Die Türsteher kenne ich leider noch nicht und meine neuen Freunde gehen nicht gerne in Clubs, sodass ich keine Chance habe, mit meinen Kontakten zu spielen. Wir stehen ganz hinten in der Schlange, die sich kaum bewegen zu scheint. Genervt tippe ich mit den Absätzen auf dem Boden.

„Wollen wir einfach nach Hause gehen?", fragt Mauricio und krempelt seine Ärmel hoch. „Jetzt stehen wir schon an, dann können wir auch warten", sage ich und fahre durch meine Haare.

Nach ein paar Minuten, in denen ich mich an dem ein oder anderen vorgedrängelt habe, stehen wir im Eingang vom Club. Mein Kleid ziehe ich an die richtige Stelle, bevor ich die Tür öffne und Mauricio durch diese verschwindet.

„Was willst du haben?", frage ich und setze mich an die Bar. „Ein Glas Don Julio Tequila?", fragt er und ich nicke. „Können wir bitte eine ganze Flasche haben?", frage ich den Barkeeper, der uns die ganze Zeit zugehört hat. „Gerne", sagt er und stellt die Flasche mit zwei Caballitos auf den Tisch.
„Das wären dann 395 Euro bitte", sagt er und ich versuche mir nichts anmerken zu lassen. „Machst du das? Ich gehe mich mal umschauen", sagt Mauricio und steht vom Barhocker auf. Gezwungen grinse ich und reiche dem Barkeeper meine Karte.

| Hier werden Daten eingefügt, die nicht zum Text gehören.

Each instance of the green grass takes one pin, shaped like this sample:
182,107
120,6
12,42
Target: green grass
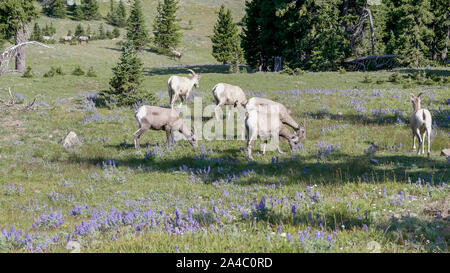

Warum stört mich heute alles? Vorher hat es mich auch nicht interessiert, aber nachdem ich Matteo wieder gesehen habe, veränderte sich meine Sichtweise auf Mauricio.
Matteo hätte uns schneller in den Club gebracht. Er hatte mir die Tür aufgehalten, darauf bestanden zu bezahlen und wäre mit mir tanzen gegangen. Matteo zerstört schon wieder alles.

Laut atme ich aus und öffne die Flasche. Mauricio ist in der Zeit wieder zurückgekommen und drückt sich die Flasche an den Mund und trinkt mehr als die Hälfte aus. Mit meiner Zunge gleite ich über meine Zähne und trinke meinen Caballito aus.
Bei Gott - ich werde ihn gleich schlagen.

„Es ist echt schön hier", ruft Mauricio durch die Menge, legt seine Hände auf meinen nackten Oberschenkel und dreht mich auf dem Drehstuhl zu sich um. „Wollen wir tanzen gehen?", fragt er und legt seine Lippen auf meinen Hals. Na endlich.

Er greift nach meiner Hand und zieht mich durch die Menge. Nacheinander stoßen mich Leute von den Seiten an und so langsam verliere ich die Lust an alldem hier. Zu Hause war ich die Göttin und alle haben für mich Platz gemacht, damit Aven und ich in Ruhe tanzen konnten. Ach ja, ... Aven. Sie musste ich auch zurücklassen. Sie hat die Uni abgebrochen und eine Ausbildung im Einzelhandel abgeschlossen. Wir schreiben kaum noch, aber das ist okay. Ich vermisse sie zwar, aber ihr Leben geht schließlich weiter. Eine Hand an meiner Schulter zieht mich nach hinten und von Mauricio weg.

„Maur-", sage ich, doch er beachtet mich nicht einmal. Schnell drehe ich mich um und schaue in das Gesicht von Matteo.